Seria um exemplo de explicação científica a seguinte afirmação: para cada fio de uma mesma estrutura dada, determinada pelo material de que é feito, por sua espessura etc., existe um peso característico P, tal que o fio se partirá se um peso maior que P for suspenso nele. Se, num fio de estrutura E1, o peso característico P é igual a 1kg, e um peso P2, igual a 2kg, for dependurado nele, o fio se romperá.(28)

A estrutura dessa explicação é composta de proposições singulares, que descrevem as condições iniciais específicas: "este fio tem uma estrutura E1" e "o peso suspenso no fio foi um peso de 2Kg”. Isto posto, podemos deduzir, das leis universais e com a ajuda das proposições que descreviam as condições iniciais específicas, a seguinte proposição: “o fio se romperá”. Essa é a conclusão, é o efeito, o prognóstico, ou a previsão científica.(29)

C. Hempel apresenta uma visão semelhante, porém mais detalhada da estrutura das explicações científicas.
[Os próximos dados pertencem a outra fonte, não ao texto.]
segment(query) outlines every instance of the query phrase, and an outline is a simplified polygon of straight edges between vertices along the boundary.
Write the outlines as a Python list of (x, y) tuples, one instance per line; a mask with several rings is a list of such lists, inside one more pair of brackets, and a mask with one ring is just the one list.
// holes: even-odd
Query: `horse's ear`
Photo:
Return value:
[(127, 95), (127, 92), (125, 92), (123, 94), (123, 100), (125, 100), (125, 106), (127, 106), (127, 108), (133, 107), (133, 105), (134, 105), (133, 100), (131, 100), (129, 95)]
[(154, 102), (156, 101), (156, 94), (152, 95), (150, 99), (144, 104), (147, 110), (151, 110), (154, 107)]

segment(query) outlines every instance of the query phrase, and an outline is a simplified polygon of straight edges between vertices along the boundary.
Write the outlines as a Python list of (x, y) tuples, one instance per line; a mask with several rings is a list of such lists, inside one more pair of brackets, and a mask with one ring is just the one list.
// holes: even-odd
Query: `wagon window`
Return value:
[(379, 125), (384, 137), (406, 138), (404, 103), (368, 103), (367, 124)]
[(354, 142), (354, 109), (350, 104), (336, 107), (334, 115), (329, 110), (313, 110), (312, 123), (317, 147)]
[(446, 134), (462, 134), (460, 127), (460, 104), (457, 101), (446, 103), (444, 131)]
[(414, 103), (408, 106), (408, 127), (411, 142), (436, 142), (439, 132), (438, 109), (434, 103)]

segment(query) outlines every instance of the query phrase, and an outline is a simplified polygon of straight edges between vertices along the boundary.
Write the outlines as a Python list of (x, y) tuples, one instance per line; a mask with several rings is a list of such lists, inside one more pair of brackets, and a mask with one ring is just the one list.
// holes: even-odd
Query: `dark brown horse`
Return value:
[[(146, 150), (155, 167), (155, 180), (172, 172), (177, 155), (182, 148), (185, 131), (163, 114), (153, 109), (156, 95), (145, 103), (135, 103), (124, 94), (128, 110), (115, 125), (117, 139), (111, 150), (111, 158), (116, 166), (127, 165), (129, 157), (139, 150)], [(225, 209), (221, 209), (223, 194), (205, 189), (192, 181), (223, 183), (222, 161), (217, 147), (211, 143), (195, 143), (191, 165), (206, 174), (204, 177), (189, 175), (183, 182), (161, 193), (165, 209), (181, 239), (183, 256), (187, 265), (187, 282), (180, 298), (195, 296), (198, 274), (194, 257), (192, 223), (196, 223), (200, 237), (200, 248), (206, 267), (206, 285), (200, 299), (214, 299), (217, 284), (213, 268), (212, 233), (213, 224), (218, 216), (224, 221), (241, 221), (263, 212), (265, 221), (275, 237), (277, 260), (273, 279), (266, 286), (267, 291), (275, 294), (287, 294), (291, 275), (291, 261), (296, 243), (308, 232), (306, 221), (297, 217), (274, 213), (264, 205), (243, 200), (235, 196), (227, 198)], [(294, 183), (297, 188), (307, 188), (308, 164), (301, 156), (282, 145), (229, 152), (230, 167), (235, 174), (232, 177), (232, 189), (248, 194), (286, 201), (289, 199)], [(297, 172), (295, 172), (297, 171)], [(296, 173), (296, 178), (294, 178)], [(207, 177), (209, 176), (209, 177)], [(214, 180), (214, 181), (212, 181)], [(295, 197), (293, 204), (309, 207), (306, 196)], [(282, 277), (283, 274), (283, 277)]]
Ele diz: “Caso as leis relevantes sejam explicitamente formuladas, a explicação resultante pode ser apresentada sob forma de um argumento dedutivo, no qual a ocorrência do evento em questão é inferida a partir de um conjunto de premissas que especifica (i) as leis relevantes e (ii) as circunstâncias antecedentes particulares que se diz, em termos comuns, terem sido a causa do acontecimento. Nossa explicação da dilatação do fio de cobre, por exemplo, assumiria a forma de um argumento com duas premissas: (i) a lei geral segundo a qual todo fio de cobre toma-se mais longo quando sua temperatura se eleva e (ii) o enunciado de que dado fio era feito de cobre e de que sua temperatura sofreu elevação. Dessas premissas decorre, dedutivamente, a conclusão de que o fio se estendeu em comprimento, que é o fato a ser explicado. Assim, o enunciado explicativo de que a dilatação do fio foi causada pela elevação da temperatura é substituído por um argumento no qual já não aparece a palavra "causa" ou seus cognatos. Nesse argumento se diz, resumidamente, que dado fio de cobre foi aquecido e que todos os fios de cobre, quando aquecidos, dilatam-se; e que, portanto, o dado fio de cobre dilatou-se.(30)

Essas exigências têm de ser satisfeitas para que se tenha uma explicação científica. Do que se conclui que não se dão causas ou efeitos de modo absoluto. O ato de predizer um acontecimento é apenas decorrente da aplicação das leis científicas nas condições preestabelecidas. Nessa formulação, estaríamos usando o conhecimento científico para explicar um acontecimento particular.

Contudo, a explicação causal de regularidades descritas por uma lei universal implica em novas exigências. A explicação causal de uma regularidade consiste em deduzir uma lei (que contém as condições sob as quais tem validade a regularidade proposta) de um grupo de leis mais gerais, que tenham sido experimentadas e confirmadas independentemente.(31)

As regularidades podem adquirir consistência lógica de "quase leis dinâmicas" e, inclusive, serem utilizadas como base para predições. Mas não se deve esquecer que isso só será possível, isto é a sua validade depende da persistência de certas condições iniciais. Não possuindo, portanto, a mesma natureza das leis, cuja característica é a universalidade incondicional.


10.


Nas interpretações da realidade social que construímos não se dão tendências ou regularidades logicamente absolutas. Disto se pode concluir que não se justificam previsões incondicionais. Se elas existissem, teriam o caráter de profecias. Porém, as predições científicas são sempre condicionais, visto que são vinculadas às condições iniciais específicas. Toda classe de tendências está vinculada a um conjunto de condições específicas. Se fosse possível descrever o conjunto de condições específicas de todas as tendências, então, seria possível prever tendências. Ora, isso é impossível.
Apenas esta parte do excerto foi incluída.